NEGATIVE ANHARMONICITIES OF THE BENDING VIBRATION OF CCH AND THE TRANS-BENDING VIBRATION OF THE ACETYLENE CATION

Abstract

The levels of the bending vibration $(\nu_{2} = 1-11)$ of $CCH (\tilde{X}^{2}\Sigma^{+})$ were determined by UV laser-induced fluorescence of the products of photolysis of acetylene at 193 nm. Large negative anharmonicity was found in the lowest five levels of the bending vibration. As the number of bending quanta increases, the anharmonicity decreases considerably.
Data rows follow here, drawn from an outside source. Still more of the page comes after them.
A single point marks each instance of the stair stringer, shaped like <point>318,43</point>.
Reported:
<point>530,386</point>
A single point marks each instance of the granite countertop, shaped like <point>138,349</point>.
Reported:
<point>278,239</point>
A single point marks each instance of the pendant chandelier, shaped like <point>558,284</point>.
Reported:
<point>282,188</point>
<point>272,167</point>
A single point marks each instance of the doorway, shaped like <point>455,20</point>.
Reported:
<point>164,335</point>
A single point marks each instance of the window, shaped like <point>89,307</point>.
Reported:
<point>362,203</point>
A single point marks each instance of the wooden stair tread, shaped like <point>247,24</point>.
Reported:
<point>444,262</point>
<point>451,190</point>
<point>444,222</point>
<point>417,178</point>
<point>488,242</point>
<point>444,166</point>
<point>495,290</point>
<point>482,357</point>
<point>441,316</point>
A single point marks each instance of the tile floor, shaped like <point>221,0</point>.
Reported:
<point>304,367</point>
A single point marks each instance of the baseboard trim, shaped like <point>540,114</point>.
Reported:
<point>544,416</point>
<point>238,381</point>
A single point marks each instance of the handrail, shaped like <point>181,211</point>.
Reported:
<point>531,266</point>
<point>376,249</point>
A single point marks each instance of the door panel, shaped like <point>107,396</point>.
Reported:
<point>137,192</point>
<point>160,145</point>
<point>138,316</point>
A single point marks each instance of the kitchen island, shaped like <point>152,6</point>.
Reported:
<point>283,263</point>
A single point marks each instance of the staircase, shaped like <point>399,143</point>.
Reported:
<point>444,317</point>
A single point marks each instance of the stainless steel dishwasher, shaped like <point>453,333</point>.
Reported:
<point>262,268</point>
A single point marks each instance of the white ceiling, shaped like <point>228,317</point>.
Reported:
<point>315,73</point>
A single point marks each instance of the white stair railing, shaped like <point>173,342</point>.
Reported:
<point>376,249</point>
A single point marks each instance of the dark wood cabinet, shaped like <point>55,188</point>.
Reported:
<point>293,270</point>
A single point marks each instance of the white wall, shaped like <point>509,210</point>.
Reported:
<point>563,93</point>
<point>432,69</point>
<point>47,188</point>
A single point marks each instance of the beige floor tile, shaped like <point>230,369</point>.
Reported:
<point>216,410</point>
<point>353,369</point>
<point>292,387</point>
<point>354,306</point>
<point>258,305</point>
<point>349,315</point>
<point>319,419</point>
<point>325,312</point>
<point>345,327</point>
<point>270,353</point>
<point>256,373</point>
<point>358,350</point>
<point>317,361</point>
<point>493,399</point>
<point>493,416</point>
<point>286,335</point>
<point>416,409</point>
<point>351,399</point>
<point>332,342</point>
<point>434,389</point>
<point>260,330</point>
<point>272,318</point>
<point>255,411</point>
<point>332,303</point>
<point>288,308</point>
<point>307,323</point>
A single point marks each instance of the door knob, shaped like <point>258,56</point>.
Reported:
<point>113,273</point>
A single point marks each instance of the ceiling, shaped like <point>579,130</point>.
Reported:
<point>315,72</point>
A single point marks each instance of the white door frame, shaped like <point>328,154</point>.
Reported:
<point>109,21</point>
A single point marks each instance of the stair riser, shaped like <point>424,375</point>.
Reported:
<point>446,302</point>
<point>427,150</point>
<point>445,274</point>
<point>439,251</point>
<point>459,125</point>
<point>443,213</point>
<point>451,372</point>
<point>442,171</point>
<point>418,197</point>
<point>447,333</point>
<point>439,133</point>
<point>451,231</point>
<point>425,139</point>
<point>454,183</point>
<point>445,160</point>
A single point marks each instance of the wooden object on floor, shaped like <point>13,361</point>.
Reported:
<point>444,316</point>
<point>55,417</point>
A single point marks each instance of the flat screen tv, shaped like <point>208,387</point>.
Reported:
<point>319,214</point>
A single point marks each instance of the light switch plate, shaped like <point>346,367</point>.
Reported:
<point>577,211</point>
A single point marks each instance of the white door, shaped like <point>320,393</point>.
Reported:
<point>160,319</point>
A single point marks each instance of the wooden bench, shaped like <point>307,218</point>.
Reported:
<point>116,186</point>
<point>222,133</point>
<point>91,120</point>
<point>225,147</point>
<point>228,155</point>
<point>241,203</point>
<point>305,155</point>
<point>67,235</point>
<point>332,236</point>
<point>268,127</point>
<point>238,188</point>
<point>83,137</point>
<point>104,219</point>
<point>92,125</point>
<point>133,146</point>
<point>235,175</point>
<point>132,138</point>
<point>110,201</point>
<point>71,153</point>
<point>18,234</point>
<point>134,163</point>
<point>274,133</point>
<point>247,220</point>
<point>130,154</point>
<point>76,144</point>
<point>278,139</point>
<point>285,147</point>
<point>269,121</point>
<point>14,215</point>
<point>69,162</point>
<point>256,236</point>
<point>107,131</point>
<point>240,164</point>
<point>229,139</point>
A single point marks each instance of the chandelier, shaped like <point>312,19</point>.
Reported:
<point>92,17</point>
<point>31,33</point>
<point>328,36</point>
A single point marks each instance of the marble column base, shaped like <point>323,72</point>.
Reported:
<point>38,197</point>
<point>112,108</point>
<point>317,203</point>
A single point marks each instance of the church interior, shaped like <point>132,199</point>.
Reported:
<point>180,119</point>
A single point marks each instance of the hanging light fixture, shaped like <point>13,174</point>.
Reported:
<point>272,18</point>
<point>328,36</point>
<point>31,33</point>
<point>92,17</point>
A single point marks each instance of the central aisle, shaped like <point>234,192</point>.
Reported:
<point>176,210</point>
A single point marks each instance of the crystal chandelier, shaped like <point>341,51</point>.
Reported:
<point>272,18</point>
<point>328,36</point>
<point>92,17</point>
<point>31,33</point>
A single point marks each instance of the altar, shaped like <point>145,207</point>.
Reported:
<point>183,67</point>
Levels $\nu_{4} = 0-5$ of the trans-bending motion of the acetylene cation $(\tilde{X}^{2}\Pi_{u})$, isoelectronic with $CCH_{1}$ and its deuterated isotopomer have been determined by 1 + 1 PFI-ZEKE spectroscopy via a single rovibronic level of $\tilde{A}^{1} A_{u}$ as an intermediate. Spectral analysis shows that negative anharmonicity was also present in the latter case. Large negative anharmonicity of CCH is attributed to vibronic $interaction^{1}$ between $\tilde{A}^{2}\Pi$ and $\tilde{X}^{2}\Sigma^{+}$ as well as vibration-rotational interaction among the vibrational levels of the $\tilde{X}$ $state.^{2}$. The potential-energy curve of the bending vibration of CCH $(\tilde{X})$ and that of the trans-bending vibration of $C_{2}H_{2}$ calculated by an ab initio method will be presented to show that negative anharmonicities of these molecules may be due to the flatness of the (zero-order) potential-energy curves. The Renner-Teller effect of the trans-bending vibration of the acetylene cation will be discussed.